We here at MojoFiction like a good mystery novel now and again. They are usually better than the procedural fare on television these days and, to be honest, we don’t think we could ever write one, so we’re constantly entertained by the likes of Jeffery Deaver, Robert Crais, and Michael Connelly. Unfortunately, we think that Michael Connelly has churned out some clunkers as of late. It’s not that they haven’t been interesting, but they have either been repetitious (Lincoln Lawyer series), or somewhat far-fetched (9 Dragons). But since Mr. Connelly is still an excellent writer, we always find ourselves picking up his next book anyway. We waited a while on this one though. We shouldn’t have.
The Black Box
This novel once again follows the exploits of L.A. police detective Harry Bosch, a self-righteous thorn in the side of every captain and every Internal Affairs agent (now the Professional Standards Bureau), and the only parental figure in the life of his thirteen-year-old daughter. Trying to balance his personal life with his obsession with solving homicides, Harry often makes more trouble than he actually finds in the world.
Detective Bosch works in the Open/Unsolved department, following up on new leads in cold cases. At the start of the story, the author takes us back to 1992 and the riots that followed the not guilty verdict of the law enforcement officers accused of beating Rodney King. Detective Bosch is, of course, younger, and assigned to a team during those days that responded to the reports of bodies found in the wake of the riots.
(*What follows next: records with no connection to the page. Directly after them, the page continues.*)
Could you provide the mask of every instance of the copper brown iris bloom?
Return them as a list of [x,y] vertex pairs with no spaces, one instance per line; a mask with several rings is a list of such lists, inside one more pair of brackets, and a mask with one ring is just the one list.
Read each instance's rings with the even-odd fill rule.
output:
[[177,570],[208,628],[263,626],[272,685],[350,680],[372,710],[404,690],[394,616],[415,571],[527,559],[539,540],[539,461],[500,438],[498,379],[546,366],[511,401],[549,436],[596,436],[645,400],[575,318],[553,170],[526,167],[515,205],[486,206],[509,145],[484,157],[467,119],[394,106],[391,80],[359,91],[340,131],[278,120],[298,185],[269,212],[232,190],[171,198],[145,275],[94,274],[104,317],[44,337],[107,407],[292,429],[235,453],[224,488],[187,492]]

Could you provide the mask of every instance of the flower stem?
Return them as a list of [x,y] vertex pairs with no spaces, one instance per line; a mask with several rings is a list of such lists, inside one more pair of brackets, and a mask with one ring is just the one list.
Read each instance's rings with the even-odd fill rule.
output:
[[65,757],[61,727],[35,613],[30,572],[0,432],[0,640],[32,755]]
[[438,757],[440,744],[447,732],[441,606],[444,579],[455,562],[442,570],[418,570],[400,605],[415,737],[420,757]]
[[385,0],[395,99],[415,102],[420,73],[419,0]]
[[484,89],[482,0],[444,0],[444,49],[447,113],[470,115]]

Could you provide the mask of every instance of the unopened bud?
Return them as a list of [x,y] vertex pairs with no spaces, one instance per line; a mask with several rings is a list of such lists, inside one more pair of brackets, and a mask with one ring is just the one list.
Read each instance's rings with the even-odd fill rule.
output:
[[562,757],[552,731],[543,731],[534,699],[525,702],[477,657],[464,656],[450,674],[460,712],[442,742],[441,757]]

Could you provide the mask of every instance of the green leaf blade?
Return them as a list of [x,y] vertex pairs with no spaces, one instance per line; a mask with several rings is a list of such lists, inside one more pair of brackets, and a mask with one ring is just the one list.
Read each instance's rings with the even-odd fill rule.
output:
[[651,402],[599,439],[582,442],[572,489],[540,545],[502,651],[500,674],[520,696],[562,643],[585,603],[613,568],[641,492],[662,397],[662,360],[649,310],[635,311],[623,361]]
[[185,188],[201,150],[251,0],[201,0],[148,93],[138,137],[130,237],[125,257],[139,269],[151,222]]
Bosch and the team have resigned themselves to the fact that they most likely will not solve many, if any, of those cases. But one in particular sticks in his mind from those dark days: the unsolved case of a foreign journalist, Anneke Jespersen, who came to L.A. to cover the riots and was found dead in a dark alley shortly after arriving. The case sticks in his mind because, by all appearances, she was executed and not the victim of random violence.
Twenty years later, a connection is made between a bullet casing found at the crime scene and a gun used in several gang-related killings since then. However, the actual gun has never been located. But the connection is enough to send Bosch on a twisted trail through twenty years of gangland violence and the forgotten life of Anneke Jespersen.
The Black Box reminded us of another Bosch novel called The Closers, which was the first Michael Connelly novel we ever read. As in that novel, The Black Box presents a straight-forward police procedural that quickly becomes a fascinating mystery. The author builds the story with a natural pacing that other authors can only envy. He drops in clues and more than enough red herrings in every chapter to keep the reader constantly guessing wrong on where the story is headed (we guessed wrong, maybe you’re smarter…). It’s not a big thriller, with “page-turning action” or conspiracies that “go all the way to the top.” It’s a smart, suspense-filled drama, peopled with characters that don’t always make the best decisions, especially the main character. We thought the mystery was entirely plausible and that helped make it a much more interesting story.
That said, the ending does devolve somewhat into Hollywood thriller territory, taking away some of the realism. But it’s still exciting and only a small knock on another excellent entry in the Harry Bosch canon.